Depuis quelques jours, un conflit entre Tayeb Louh, ministre de la Justice, garde des Sceaux, et Ahmed Ouyahia, Premier ministre, anime le paysage politique. Cette rivalité entre les deux hommes, un responsable au FLN et l’autre premier responsable du RND, n’est pas fortuite… Eléments de réponse.

C’est à partir d’Oran, où il s’était rendu la semaine passée, que Tayeb Louh a choisi de descendre en flammes son Premier ministre, l’accablant de faits liés principalement à l’emprisonnement de cadres dans les années 90, mais également sur les taxes introduites dans la LFC 2018 sur les documents biométriques que le chef de l’Etat a supprimé en Conseil des ministres. Ces attaques n’ont eu comme réplique qu’un communiqué laconique du RND fait principalement de rappels des faits, donc une réponse molle qui n’a pas eu d’effet sur Louh. Ce dernier a choisi plutôt de revenir à la charge, quelques jours après, pour maintenir ses propos et démentir toutes excuses de sa part.
D’aucuns s’interrogent sur l’étrange et inattendue sortie du ministre de la Justice, mais également sur le timing choisi pour tomber à bras raccourcis sur le Premier ministre. A vrai dire, et comme l’a souligné le secrétaire général du FLN, Djamel Ould Abbès, la guéguerre entre Louh et Ouyahia ne concerne en aucun cas l’ex-parti unique, mais reste confinée au sein de l’Exécutif. L’attaque de Louh intervient, en effet, à un moment où tout le monde s’attendait à un changement de gouvernement.

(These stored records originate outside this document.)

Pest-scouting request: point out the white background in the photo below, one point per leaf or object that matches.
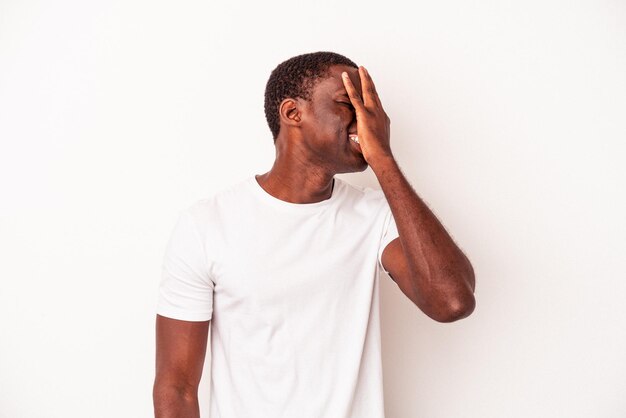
(508, 118)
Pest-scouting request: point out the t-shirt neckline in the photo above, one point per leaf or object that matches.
(274, 201)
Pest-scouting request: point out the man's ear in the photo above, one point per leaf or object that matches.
(290, 112)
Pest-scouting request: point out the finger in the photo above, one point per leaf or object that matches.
(353, 94)
(369, 89)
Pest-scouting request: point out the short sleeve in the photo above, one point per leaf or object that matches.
(186, 288)
(390, 232)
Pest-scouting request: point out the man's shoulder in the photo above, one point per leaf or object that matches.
(364, 194)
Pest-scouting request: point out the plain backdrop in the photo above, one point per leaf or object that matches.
(508, 118)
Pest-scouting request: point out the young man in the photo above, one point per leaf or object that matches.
(285, 265)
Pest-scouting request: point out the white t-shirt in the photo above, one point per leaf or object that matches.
(292, 292)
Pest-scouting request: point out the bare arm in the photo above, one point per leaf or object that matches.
(424, 260)
(180, 351)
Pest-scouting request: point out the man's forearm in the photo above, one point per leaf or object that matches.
(170, 402)
(438, 267)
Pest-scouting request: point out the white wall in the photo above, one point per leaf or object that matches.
(507, 117)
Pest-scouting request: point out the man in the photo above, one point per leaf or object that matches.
(285, 265)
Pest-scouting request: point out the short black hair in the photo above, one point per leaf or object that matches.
(296, 77)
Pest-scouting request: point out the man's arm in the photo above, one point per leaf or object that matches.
(425, 262)
(180, 351)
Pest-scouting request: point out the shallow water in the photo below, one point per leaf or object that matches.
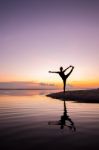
(24, 118)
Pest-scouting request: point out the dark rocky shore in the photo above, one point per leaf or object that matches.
(87, 96)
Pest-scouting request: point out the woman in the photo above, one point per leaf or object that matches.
(62, 74)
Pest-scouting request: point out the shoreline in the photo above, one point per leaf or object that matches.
(86, 96)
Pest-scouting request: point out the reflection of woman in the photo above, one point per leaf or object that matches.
(62, 75)
(64, 121)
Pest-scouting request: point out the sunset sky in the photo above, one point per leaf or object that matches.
(41, 35)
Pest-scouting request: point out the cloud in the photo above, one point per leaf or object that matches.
(26, 85)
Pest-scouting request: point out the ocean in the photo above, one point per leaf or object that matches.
(31, 120)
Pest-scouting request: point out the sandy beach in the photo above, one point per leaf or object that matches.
(86, 96)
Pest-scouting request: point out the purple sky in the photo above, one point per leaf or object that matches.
(41, 35)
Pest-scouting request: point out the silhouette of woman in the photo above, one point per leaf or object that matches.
(62, 74)
(65, 120)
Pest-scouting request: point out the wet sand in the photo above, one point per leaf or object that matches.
(86, 96)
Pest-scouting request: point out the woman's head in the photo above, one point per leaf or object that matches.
(61, 68)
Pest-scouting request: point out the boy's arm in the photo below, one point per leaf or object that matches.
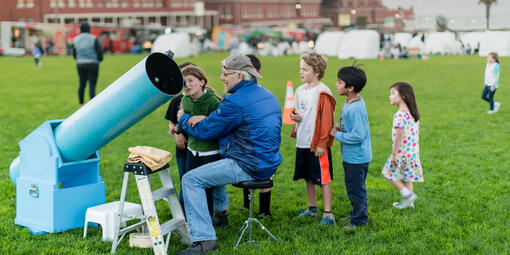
(358, 132)
(327, 120)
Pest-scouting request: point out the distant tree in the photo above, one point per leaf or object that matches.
(441, 23)
(488, 4)
(361, 21)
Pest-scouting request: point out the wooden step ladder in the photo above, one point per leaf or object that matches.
(149, 220)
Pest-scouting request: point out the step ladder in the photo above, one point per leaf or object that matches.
(149, 220)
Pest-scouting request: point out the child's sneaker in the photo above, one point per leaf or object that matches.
(412, 206)
(307, 213)
(406, 201)
(327, 221)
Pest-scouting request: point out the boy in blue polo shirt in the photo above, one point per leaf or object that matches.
(354, 135)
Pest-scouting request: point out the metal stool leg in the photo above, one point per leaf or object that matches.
(248, 224)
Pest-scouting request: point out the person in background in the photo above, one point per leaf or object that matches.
(403, 167)
(492, 73)
(88, 54)
(36, 52)
(181, 139)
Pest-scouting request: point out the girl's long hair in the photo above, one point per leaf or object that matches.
(405, 90)
(495, 56)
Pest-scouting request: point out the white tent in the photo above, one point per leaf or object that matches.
(359, 44)
(472, 39)
(328, 43)
(496, 41)
(403, 39)
(442, 43)
(415, 44)
(179, 43)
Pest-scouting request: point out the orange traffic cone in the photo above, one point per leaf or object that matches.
(289, 104)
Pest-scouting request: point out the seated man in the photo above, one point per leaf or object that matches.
(247, 124)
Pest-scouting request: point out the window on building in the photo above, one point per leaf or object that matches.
(272, 11)
(176, 3)
(225, 12)
(148, 3)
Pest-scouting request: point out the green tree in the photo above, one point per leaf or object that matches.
(441, 23)
(488, 4)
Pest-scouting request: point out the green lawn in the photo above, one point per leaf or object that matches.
(462, 206)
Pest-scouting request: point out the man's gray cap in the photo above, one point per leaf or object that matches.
(239, 62)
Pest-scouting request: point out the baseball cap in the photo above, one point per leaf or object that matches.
(239, 62)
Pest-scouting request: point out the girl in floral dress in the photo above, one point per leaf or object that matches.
(403, 167)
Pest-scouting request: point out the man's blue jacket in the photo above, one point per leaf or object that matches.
(248, 126)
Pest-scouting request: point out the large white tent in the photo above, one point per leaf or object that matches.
(328, 43)
(495, 41)
(442, 43)
(473, 39)
(415, 44)
(179, 43)
(403, 39)
(359, 44)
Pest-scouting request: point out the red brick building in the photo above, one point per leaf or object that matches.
(162, 13)
(376, 15)
(111, 12)
(268, 12)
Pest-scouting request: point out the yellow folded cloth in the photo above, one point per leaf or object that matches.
(154, 158)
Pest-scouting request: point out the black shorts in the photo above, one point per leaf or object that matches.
(319, 170)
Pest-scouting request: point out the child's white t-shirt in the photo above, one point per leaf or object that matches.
(304, 108)
(491, 75)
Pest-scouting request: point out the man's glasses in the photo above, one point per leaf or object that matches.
(227, 74)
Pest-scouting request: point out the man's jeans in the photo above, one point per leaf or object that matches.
(216, 174)
(488, 96)
(355, 176)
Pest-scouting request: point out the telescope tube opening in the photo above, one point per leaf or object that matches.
(164, 74)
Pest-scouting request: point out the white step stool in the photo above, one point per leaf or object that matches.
(106, 215)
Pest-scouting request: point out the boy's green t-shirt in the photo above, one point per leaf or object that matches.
(207, 103)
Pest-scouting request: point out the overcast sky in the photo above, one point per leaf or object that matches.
(462, 14)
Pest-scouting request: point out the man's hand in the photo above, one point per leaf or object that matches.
(171, 129)
(180, 113)
(319, 151)
(180, 141)
(295, 116)
(195, 119)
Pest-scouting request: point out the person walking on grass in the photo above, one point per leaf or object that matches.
(492, 73)
(88, 53)
(314, 119)
(403, 167)
(37, 53)
(354, 136)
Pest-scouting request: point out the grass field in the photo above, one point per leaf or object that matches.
(463, 205)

Selon les indiscrétions d’un ministre du gouvernement Ouyahia, «la liste du nouveau gouvernement est prête depuis quelques jours». Ce qui explique, selon lui, «cette charge de Louh contre le Premier ministre». «C’est une manière pour lui de hâter le lifting de l’Exécutif», surtout qu’«un gouvernement politique» est attendu pour «mener l’échéance électorale à venir en faveur du candidat du consensus». Même explication donnée par un ancien ministre réputé proche d’Ahmed Ouyahia. «Les attaques de Louh contre Ouyahia sont d’abord personnelles et informent, si besoin est, que l’Exécutif sera remanié au plus tard à la mi-décembre», a-t-il dit, confirmant la validation de l’idée du remaniement par le président de la République. Sauf que notre source ne s’est pas limitée à fournir cette analyse, mais va au-delà de la place que voudrait occuper les deux hommes au sein du gouvernement qui organisera l’élection présidentielle d’avril 2019, mais évoque «une offensive» de Louh destinée directement à ses pairs du FLN. «Tout le monde sait que l’une des ambitions de Louh est de prendre la tête du FLN», a-t-il indiqué. Précisant que le ministre de la Justice «veut se placer, d’ores et déjà dans l’après-Ould Abbès qui serait envisagé en haut lieu». Plus explicite, l’ex-ministre pense que «Louh veut tout simplement dire qu’il est le seul capable de tenir tête au RND d’Ouyahia». Cela prouve que sa sortie visait des objectifs personnels, d’où la réaction d’Ould Abbès qui s’est désolidarisé publiquement de lui.